ECLI:NL:HR:2001:AD5458
Hoge Raad
- Cassatie
- W.J.M. Davids
- A.M.M. Orie
- A.J.A. van Dorst
- Rechtspraak.nl
Herziening van een vonnis van de Politierechter in de Arrondissementsrechtbank te Breda met betrekking tot ontoerekeningsvatbaarheid
In deze zaak heeft de Hoge Raad op 18 september 2001 uitspraak gedaan over een aanvraag tot herziening van een vonnis van de Politierechter in de Arrondissementsrechtbank te Breda, dat op 29 juni 1998 was gewezen. De aanvrager, geboren in 1950, had een veroordeling gekregen voor opzettelijke vernieling en bedreiging met een misdrijf tegen het leven gericht, waarvoor hij een voorwaardelijke gevangenisstraf van een week met een proeftijd van twee jaren had gekregen. De aanvraag tot herziening was gebaseerd op de stelling dat de aanvrager ten tijde van het bewezenverklaarde feit lijdende was aan een paranoïde psychose, zoals geconcludeerd in een psychiatrisch rapport van psychiater R.J.H. Winter van 5 augustus 1998. Dit rapport was de rechter niet bekend geweest ten tijde van de uitspraak, wat volgens de aanvrager had moeten leiden tot ontslag van rechtsvervolging.

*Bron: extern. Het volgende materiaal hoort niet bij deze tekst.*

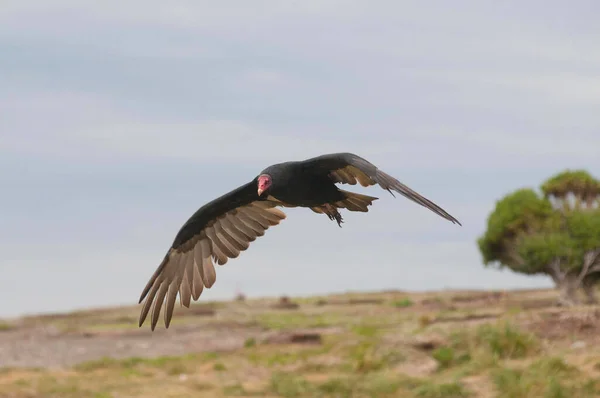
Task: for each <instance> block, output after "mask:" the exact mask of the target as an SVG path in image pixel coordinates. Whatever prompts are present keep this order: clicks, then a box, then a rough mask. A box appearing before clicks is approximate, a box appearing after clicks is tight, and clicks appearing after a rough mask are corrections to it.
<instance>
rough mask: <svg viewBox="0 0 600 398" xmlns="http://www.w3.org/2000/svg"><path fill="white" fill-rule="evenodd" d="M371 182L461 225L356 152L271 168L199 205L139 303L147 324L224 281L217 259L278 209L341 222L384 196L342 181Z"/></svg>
mask: <svg viewBox="0 0 600 398" xmlns="http://www.w3.org/2000/svg"><path fill="white" fill-rule="evenodd" d="M339 183H341V184H349V185H356V183H359V184H360V185H362V186H363V187H368V186H372V185H376V184H378V185H379V186H380V187H382V188H383V189H385V190H387V191H389V192H390V193H391V194H392V196H394V193H393V192H397V193H399V194H401V195H403V196H405V197H406V198H408V199H410V200H412V201H414V202H416V203H418V204H420V205H422V206H424V207H426V208H428V209H430V210H431V211H433V212H434V213H436V214H437V215H439V216H441V217H443V218H445V219H446V220H449V221H451V222H452V223H457V224H458V225H461V224H460V222H459V221H458V220H457V219H456V218H454V217H452V216H451V215H450V214H448V213H447V212H446V211H445V210H444V209H442V208H441V207H439V206H438V205H436V204H435V203H433V202H432V201H430V200H429V199H427V198H425V197H423V196H421V195H420V194H419V193H417V192H415V191H413V190H412V189H410V188H409V187H407V186H406V185H404V184H402V183H401V182H400V181H398V180H396V179H395V178H394V177H392V176H390V175H389V174H387V173H384V172H383V171H381V170H380V169H378V168H377V167H375V165H373V164H372V163H370V162H369V161H367V160H366V159H363V158H361V157H360V156H357V155H355V154H352V153H334V154H327V155H322V156H318V157H314V158H310V159H307V160H304V161H292V162H285V163H279V164H275V165H272V166H269V167H267V168H266V169H264V170H263V171H262V172H260V174H259V175H258V176H256V177H255V178H254V179H253V180H252V181H250V182H248V183H247V184H244V185H242V186H240V187H238V188H236V189H234V190H232V191H231V192H228V193H226V194H225V195H223V196H221V197H219V198H217V199H214V200H213V201H211V202H209V203H207V204H205V205H204V206H202V207H201V208H200V209H198V210H197V211H196V212H195V213H194V214H193V215H192V216H191V217H190V218H189V219H188V220H187V222H186V223H185V224H184V225H183V226H182V227H181V229H180V230H179V232H178V233H177V235H176V236H175V240H174V241H173V244H172V245H171V248H170V249H169V250H168V252H167V254H166V255H165V257H164V259H163V260H162V262H161V263H160V265H159V266H158V268H157V269H156V271H155V272H154V274H153V275H152V277H151V278H150V280H149V281H148V283H147V284H146V287H145V288H144V290H143V292H142V294H141V296H140V299H139V303H142V301H144V299H145V302H144V305H143V306H142V310H141V313H140V319H139V326H140V327H141V326H142V324H143V323H144V321H145V319H146V317H147V316H148V313H149V312H150V310H152V312H151V329H152V330H154V328H155V327H156V324H157V323H158V319H159V316H160V312H161V307H163V304H164V323H165V327H166V328H168V327H169V324H170V323H171V318H172V316H173V309H174V306H175V300H176V298H177V293H179V297H180V302H181V304H182V305H184V306H185V307H187V308H189V306H190V301H191V299H192V298H193V299H194V301H196V300H198V298H199V297H200V295H201V294H202V290H203V289H204V288H207V289H209V288H211V287H212V286H213V284H214V283H215V280H216V273H215V267H214V262H216V263H217V264H219V265H223V264H225V263H226V262H227V261H228V260H229V259H231V258H236V257H238V256H239V254H240V252H242V251H244V250H246V249H248V247H249V245H250V242H253V241H254V240H255V239H256V238H257V237H259V236H263V235H264V234H265V231H266V230H267V229H269V227H272V226H274V225H277V224H279V223H280V222H281V221H282V220H283V219H285V218H286V215H285V213H284V212H283V211H281V210H280V209H278V207H307V208H309V209H311V210H312V211H314V212H316V213H322V214H325V215H327V217H329V218H330V219H331V220H334V221H336V222H337V224H338V226H340V227H341V225H342V222H343V219H342V215H341V214H340V212H339V209H346V210H349V211H360V212H367V211H368V206H370V205H372V204H373V201H374V200H377V199H378V198H376V197H373V196H367V195H363V194H359V193H355V192H349V191H345V190H342V189H339V188H338V186H337V185H336V184H339Z"/></svg>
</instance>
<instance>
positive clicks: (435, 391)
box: [414, 381, 472, 398]
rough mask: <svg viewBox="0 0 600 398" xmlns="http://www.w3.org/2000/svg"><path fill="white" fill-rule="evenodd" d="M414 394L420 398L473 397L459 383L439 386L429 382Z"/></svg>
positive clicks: (425, 383) (435, 384)
mask: <svg viewBox="0 0 600 398" xmlns="http://www.w3.org/2000/svg"><path fill="white" fill-rule="evenodd" d="M414 394H415V396H417V397H419V398H466V397H470V396H472V394H471V392H469V391H468V390H466V389H465V387H464V386H463V385H462V384H461V383H459V382H453V383H441V384H437V383H433V382H429V381H428V382H425V383H423V384H422V385H421V386H419V387H417V388H416V389H414Z"/></svg>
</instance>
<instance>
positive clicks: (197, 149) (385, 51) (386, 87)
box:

De Hoge Raad oordeelde dat de aanvraag gegrond was, omdat de nieuwe informatie over de geestelijke toestand van de aanvrager een ernstige twijfel opriep over de strafbaarheid van de aanvrager. De Hoge Raad heeft de zaak verwezen naar het Gerechtshof te 's-Hertogenbosch voor een hernieuwde behandeling op basis van artikel 467 van het Wetboek van Strafvordering. De conclusie van de Advocaat-Generaal, Fokkens, was dat de aanvraag gegrond verklaard moest worden en dat de zaak opnieuw onderzocht diende te worden. De beslissing van de Hoge Raad houdt in dat de tenuitvoerlegging van het eerdere vonnis wordt opgeschort of geschorst, totdat de zaak opnieuw is behandeld.